Now online: The lesser shades of labor coercion: The impact of seigneurial tenure in nineteenth-century Quebec

This paper has been a work in progress since 2016 and it has just been accepted and published online at the Journal of Development Economics. It is co-authored with two close friends (Vadim Kufenko of the University of Hohenheim and Alex Arsenault Morin of Queen’s University). It argues that weak coercive labor regime can be as detrimental to development as more coercive regimes. We apply this to the case of colonial Quebec using a unique institution known as seigneurial tenure which created localized monopsonists. The effect was heavily depressed wages in those areas with that unique institution.

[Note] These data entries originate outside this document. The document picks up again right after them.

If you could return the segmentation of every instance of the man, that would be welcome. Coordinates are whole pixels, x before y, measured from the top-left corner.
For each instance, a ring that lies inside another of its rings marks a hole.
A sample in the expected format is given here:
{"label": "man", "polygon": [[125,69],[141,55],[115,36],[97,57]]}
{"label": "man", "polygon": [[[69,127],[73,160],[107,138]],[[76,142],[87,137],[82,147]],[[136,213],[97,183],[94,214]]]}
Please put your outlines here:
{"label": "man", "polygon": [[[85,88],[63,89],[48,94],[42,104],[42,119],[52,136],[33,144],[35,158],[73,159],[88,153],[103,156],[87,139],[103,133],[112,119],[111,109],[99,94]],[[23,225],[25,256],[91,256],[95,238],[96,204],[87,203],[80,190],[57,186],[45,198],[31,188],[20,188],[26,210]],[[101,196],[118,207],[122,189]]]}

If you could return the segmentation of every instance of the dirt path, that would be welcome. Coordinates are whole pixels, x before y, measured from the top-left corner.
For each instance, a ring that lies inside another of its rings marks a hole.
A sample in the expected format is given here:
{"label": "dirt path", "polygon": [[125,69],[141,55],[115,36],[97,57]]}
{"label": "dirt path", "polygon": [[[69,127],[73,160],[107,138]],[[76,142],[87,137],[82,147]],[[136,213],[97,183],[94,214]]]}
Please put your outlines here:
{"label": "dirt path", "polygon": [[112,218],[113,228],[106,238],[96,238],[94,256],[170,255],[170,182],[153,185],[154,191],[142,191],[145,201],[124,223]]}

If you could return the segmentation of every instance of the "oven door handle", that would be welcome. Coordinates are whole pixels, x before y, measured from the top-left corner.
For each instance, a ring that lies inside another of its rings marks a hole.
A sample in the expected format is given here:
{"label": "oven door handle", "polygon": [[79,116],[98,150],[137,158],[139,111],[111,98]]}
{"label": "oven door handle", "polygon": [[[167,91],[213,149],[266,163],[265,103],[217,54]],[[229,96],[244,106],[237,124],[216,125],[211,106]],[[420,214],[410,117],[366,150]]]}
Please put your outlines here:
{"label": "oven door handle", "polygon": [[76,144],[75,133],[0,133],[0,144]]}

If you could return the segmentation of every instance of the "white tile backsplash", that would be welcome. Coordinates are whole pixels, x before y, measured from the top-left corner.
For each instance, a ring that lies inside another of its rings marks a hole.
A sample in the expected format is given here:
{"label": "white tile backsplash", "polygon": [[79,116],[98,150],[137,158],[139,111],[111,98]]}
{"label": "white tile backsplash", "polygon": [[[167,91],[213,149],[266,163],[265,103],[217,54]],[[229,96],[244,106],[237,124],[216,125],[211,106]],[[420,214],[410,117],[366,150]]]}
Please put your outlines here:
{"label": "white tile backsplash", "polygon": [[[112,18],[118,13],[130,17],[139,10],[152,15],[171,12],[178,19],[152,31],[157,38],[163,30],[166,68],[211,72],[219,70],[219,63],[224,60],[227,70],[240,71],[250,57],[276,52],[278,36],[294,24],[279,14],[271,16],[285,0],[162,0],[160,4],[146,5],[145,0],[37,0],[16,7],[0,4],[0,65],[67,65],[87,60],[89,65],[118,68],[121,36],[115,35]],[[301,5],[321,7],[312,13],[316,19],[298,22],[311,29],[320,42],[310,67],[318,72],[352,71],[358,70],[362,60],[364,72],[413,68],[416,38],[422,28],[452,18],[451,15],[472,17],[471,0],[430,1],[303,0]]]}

The abstract is below and the paper can be accessed here (free and ungated until June 13 2023):

Can mild forms of labor coercion generate welfare effects as large as more extreme forms? Do these effects persist over time? To answer both questions, we use Quebec’s system of seigneurial tenure (in effect until 1854) that granted landlords market power in the establishment of factories, and restricted worker mobility. This created a mild form of labor coercion as landlords had incentives to reduce employment and wage rates. To measure these effects, we rely on the Constitutional Act of 1791 which stated that all new lands had to be settled under a different tenure system. Using a regression discontinuity design, we find that seigneurial tenure significantly depressed wages. The effect on wages is as large, or larger than, causal estimates of significantly more coercive labor regimes. We also find that by 1871, seventeen years after the institution’s abolition, these effects had fully dissipated, suggesting that persistence is not an issue.